The ramp itself is at the far end of the lot. It is a one boat at a time affair. From the ramp the bait receiver (a seiner) is located in the direction of the power plant smoke stacks. Head that way till you see Virges sport fishing. The receiver was just to the right of Virges both times I was there. As always the boys on the receiver have the latest scoop and put us on the right spot. Bait is a little cheaper up there than here.    

You can't help but notice that most all the boats up there are cabin types. It gets windy and cold. However my first time up (the one where we caught the fish) it was flat and clam. Beautiful in fact. Sea otters, blue water... The next weekend (yes we had such a good time that we went up back to back weekends!) was another story! Winds to 25 knots (I used to wind surf and that's a true 25, not most peoples idea of windy). Of course with the wind comes waves. They were six to ten feet and quite steep. We buried our bow on one that took the starch out of our shorts if you know what I mean. Next thing you know two of the four people on board are chumming. It was cold, wet, and no fun. We caught no fish on that trip, but in hind sight it was still worth the drive up just to get into some new surroundings and be with good company.

That brings me to the type of boat necessary for the up north. As I said most of the locals run cabin boats... Parkers and Radons or the like. I have a 26 foot center console Super Panga. It was fine in the rough water but as you might imagine  we had full foul weather gear on and still got wet and cold. You should do your best to gather information on the local conditions before you even leave this area (I'll give my bookmarks later). Then make a decision of weather to go out. I don't know your boat or you seamanship skills so I can't tell you what is the minimum boat you would want to go up there with is. I have been on the water all my life (racing sailboats, scuba diving, surfing, windsurfing...) and was quite comfortable about our safety up there in the wind. I could tell some the other guys I was with were less enthusiastic though. It boils down to this, use the head God gave you.    

As far as trailering. I think it's a good idea to have two extra bearings for the trailer... just in case. Also my partner and I have a little pact with each other. If we get at all sleepy we switch driving responsibilities right then. You can't imagine how tired we were driving though the night getting two hours sleep, in the water by 04:00, fishing all day, then having to drive five hours home. It was real nice to know I had a good driver at the wheel while I caught a few. By the way he only lasted at the wheel for about an forty five min.  But buy then I had a cat nap and was fine for a long time. Be smart.    
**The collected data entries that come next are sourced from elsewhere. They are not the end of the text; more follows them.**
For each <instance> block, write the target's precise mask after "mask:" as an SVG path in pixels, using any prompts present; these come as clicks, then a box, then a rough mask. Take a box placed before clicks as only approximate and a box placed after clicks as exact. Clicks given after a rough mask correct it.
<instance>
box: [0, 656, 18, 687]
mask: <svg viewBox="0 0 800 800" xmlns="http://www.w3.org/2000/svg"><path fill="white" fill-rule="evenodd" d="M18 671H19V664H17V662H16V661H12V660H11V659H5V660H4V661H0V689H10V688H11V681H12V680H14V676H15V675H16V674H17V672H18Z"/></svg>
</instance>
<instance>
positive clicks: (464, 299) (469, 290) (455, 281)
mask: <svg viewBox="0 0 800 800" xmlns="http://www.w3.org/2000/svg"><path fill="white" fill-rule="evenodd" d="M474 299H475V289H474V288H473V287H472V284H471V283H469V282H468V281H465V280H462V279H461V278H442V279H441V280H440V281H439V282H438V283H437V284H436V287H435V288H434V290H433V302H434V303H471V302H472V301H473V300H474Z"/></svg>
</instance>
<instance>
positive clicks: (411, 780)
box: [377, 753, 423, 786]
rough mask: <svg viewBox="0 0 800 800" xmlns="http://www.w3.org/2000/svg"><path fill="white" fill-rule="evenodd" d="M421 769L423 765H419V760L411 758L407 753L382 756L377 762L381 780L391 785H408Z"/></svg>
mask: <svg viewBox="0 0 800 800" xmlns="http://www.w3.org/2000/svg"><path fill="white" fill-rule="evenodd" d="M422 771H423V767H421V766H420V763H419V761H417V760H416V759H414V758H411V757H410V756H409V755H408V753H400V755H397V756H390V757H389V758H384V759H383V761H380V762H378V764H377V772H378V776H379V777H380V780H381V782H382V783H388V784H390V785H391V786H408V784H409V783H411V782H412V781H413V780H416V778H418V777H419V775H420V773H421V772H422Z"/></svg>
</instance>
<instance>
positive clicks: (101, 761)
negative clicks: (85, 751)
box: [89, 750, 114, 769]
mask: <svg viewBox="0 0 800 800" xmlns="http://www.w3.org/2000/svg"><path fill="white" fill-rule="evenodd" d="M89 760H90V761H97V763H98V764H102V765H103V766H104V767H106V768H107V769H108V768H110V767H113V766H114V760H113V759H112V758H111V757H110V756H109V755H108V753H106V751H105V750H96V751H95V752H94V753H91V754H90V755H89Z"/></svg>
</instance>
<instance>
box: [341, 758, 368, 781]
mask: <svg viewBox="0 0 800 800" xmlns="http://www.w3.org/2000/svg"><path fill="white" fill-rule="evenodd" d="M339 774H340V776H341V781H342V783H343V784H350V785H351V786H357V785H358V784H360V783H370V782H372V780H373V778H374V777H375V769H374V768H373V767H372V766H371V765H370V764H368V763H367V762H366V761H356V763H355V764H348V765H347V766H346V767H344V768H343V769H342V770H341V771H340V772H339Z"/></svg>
I feel like a over protective mom or something. But when Mark asked me to jot down a few words these things seemed to be at the top of the list.   Oh yeah! If the albies aren't cooperating you might try a little chum slick. While I was cleaning the fish we had a visitor... a nice seven foot blue that I hooked and then let the young boys learn to pump and wind on. To bad the blue didn't come along before they lost five long fins. Oh well I can't say I haven't lost my share of fish. The boys had a blast on the blue! Their first.    
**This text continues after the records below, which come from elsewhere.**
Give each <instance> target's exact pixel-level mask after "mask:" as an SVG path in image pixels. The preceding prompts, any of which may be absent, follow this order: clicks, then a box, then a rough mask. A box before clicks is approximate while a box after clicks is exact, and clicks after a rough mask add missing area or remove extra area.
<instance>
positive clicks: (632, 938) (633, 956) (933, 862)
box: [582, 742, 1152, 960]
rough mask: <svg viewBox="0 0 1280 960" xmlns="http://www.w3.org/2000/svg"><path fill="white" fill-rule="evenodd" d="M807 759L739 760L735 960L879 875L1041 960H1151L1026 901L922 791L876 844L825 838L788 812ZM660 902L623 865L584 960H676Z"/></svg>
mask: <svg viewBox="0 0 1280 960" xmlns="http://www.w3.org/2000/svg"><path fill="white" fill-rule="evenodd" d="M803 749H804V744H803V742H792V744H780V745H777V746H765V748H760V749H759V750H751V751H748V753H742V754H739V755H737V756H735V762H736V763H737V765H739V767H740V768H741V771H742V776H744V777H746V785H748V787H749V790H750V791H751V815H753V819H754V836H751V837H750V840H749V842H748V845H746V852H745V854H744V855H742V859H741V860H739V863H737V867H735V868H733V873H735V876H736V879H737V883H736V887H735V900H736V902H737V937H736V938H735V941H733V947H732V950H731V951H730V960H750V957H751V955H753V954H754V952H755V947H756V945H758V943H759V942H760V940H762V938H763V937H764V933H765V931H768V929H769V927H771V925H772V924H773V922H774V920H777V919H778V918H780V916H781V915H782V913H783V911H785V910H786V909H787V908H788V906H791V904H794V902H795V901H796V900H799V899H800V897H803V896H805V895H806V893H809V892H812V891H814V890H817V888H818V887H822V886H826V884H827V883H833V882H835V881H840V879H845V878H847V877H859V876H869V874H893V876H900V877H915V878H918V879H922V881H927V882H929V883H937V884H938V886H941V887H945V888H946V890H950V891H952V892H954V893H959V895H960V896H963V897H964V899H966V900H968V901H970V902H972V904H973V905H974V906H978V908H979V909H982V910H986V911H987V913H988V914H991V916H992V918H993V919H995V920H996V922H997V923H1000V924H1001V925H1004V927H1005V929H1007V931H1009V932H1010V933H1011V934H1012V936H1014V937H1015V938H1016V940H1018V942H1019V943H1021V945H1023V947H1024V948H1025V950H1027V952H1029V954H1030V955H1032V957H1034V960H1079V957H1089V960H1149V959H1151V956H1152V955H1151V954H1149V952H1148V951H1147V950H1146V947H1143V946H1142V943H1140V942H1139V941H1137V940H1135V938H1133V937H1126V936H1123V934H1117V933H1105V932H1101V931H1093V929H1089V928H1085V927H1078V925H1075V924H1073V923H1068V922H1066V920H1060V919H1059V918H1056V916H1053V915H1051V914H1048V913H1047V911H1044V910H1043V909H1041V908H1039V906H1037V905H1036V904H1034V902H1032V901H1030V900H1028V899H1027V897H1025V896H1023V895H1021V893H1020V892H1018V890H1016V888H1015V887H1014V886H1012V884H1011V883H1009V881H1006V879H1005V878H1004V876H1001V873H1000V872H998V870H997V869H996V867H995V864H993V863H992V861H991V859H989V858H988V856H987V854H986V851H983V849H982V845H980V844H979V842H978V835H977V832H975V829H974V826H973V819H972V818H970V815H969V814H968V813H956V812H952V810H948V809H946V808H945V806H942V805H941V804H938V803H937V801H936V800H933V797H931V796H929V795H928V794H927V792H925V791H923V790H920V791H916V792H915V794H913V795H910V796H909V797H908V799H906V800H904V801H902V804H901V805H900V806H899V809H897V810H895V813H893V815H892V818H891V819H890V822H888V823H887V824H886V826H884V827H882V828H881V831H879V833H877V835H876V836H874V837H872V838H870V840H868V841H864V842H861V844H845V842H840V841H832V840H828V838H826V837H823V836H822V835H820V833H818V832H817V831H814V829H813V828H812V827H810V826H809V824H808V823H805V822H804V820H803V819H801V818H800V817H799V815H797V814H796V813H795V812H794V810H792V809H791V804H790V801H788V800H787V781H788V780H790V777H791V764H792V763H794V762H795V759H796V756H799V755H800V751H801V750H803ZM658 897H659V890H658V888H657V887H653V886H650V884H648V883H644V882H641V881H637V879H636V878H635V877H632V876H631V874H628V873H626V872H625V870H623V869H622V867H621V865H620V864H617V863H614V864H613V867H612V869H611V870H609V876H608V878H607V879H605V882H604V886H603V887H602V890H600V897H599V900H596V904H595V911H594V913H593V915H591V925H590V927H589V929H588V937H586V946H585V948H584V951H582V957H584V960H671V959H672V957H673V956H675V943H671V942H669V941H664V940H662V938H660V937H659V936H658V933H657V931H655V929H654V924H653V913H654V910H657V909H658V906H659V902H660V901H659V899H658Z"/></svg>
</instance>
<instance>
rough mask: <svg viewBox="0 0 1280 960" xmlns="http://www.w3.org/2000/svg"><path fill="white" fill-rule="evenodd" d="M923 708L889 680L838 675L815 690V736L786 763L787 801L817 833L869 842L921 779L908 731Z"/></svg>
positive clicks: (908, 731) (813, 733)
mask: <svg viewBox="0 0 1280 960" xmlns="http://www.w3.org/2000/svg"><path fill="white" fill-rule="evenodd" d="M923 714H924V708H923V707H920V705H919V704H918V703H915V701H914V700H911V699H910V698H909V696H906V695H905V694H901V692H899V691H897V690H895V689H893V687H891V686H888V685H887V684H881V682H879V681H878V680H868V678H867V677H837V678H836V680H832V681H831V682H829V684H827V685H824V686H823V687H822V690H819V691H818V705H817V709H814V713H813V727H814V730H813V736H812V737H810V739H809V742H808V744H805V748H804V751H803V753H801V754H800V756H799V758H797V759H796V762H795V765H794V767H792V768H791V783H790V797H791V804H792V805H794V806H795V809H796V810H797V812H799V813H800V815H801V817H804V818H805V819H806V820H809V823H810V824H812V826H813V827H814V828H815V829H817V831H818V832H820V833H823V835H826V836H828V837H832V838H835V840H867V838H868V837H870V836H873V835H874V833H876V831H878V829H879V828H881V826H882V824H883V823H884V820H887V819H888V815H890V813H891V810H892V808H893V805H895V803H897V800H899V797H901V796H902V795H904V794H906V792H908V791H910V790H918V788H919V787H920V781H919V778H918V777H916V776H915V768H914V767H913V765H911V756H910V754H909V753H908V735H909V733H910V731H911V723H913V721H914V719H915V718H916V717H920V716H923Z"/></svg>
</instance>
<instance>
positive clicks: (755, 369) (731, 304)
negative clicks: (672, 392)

I hope this is of some help and if you have any questions I'd be happy to answer any questions you have.    Here are the links I promised hope you enjoy them. Virges has some great info. As well as Batbatsfords page.     I hadn't done much albie fishing before this trip and Bats page had a great primer that I read out loud on the trip up. It was, to say the least, very informative. Give his page a good look over. Also Virges page has some detailed info on directions to Morro.